--- a/doc-src/IsarRef/Thy/Inner_Syntax.thy Mon Jun 18 16:30:20 2012 +0200
+++ b/doc-src/IsarRef/Thy/Inner_Syntax.thy Mon Jun 18 21:17:34 2012 +0200
@@ -1062,11 +1062,123 @@
subsection {* Abstract syntax trees *}
-text {*
- FIXME
+text {* The ML datatype @{ML_type Ast.ast} explicitly represents the
+ intermediate AST format that is used for syntax rewriting
+ (\secref{sec:syn-trans}). It is defined in ML as follows:
+ \begin{ttbox}
+ datatype ast =
+ Constant of string |
+ Variable of string |
+ Appl of ast list
+ \end{ttbox}
+
+ An AST is either an atom (constant or variable) or a list of (at
+ least two) subtrees. Occasional diagnostic output of ASTs uses
+ notation that resembles S-expression of LISP. Constant atoms are
+ shown as quoted strings, variable atoms as non-quoted strings and
+ applications as a parenthesized list of subtrees. For example, the
+ AST
+ @{ML [display] "Ast.Appl
+ [Ast.Constant \"_abs\", Ast.Variable \"x\", Ast.Variable \"t\"]"}
+ is pretty-printed as @{verbatim "(\"_abs\" x t)"}. Note that
+ @{verbatim "()"} and @{verbatim "(x)"} are excluded as ASTs, because
+ they have too few subtrees.
+
+ \medskip AST application is merely a pro-forma mechanism to indicate
+ certain syntactic structures. Thus @{verbatim "(c a b)"} could mean
+ either term application or type application, depending on the
+ syntactic context.
+
+ Nested application like @{verbatim "((\"_abs\" x t) u)"} is also
+ possible, but ASTs are definitely first-order: the syntax constant
+ @{verbatim "\"_abs\""} does not bind the @{verbatim x} in any way.

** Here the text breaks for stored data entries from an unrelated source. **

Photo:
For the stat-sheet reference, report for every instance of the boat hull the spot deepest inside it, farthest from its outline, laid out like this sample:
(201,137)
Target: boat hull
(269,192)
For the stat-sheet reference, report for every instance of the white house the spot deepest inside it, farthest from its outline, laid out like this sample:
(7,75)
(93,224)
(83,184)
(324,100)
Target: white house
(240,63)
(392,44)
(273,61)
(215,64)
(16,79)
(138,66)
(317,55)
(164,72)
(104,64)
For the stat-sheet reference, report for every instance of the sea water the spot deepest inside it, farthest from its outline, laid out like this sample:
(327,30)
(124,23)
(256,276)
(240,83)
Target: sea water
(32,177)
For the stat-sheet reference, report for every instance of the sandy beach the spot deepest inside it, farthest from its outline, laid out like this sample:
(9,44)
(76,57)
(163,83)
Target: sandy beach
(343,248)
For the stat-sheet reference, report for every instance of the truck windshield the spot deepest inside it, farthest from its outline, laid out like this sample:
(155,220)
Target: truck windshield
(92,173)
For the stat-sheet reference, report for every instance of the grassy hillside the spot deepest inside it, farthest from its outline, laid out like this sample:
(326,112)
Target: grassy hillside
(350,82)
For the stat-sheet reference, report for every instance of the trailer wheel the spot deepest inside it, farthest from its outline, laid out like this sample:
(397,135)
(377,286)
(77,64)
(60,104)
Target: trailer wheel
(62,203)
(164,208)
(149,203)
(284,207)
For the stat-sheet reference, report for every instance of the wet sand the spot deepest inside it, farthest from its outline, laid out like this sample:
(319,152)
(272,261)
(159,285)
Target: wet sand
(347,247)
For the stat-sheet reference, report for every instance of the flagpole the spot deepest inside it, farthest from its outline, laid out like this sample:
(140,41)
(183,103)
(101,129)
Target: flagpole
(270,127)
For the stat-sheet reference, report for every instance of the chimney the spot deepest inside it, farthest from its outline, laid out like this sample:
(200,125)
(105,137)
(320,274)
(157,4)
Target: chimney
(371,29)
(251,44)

+ Proper bindings are introduced in later stages of the term syntax,
+ where @{verbatim "(\"_abs\" x t)"} becomes an @{ML Abs} node and
+ occurrences of @{verbatim x} in @{verbatim t} are replaced by bound
+ variables (represented as de-Bruijn indices).
*}
+subsubsection {* Ast constants versus variables *}
+
+text {* Depending on the situation --- input syntax, output syntax,
+ translation patterns --- the distinction of atomic asts as @{ML
+ Ast.Constant} versus @{ML Ast.Variable} serves slightly different
+ purposes.
+
+ Input syntax of a term such as @{text "f a b = c"} does not yet
+ indicate the scopes of atomic entities @{text "f, a, b, c"}: they
+ could be global constants or local variables, even bound ones
+ depending on the context of the term. @{ML Ast.Variable} leaves
+ this choice still open: later syntax layers (or translation
+ functions) may capture such a variable to determine its role
+ specifically, to make it a constant, bound variable, free variable
+ etc. In contrast, syntax translations that introduce already known
+ constants would rather do it via @{ML Ast.Constant} to prevent
+ accidental re-interpretation later on.
+
+ Output syntax turns term constants into @{ML Ast.Constant} and
+ variables (free or schematic) into @{ML Ast.Variable}. This
+ information is precise when printing fully formal @{text "\<lambda>"}-terms.
+
+ In AST translation patterns (\secref{sec:syn-trans}) the system
+ guesses from the current theory context which atoms should be
+ treated as constant versus variable for the matching process.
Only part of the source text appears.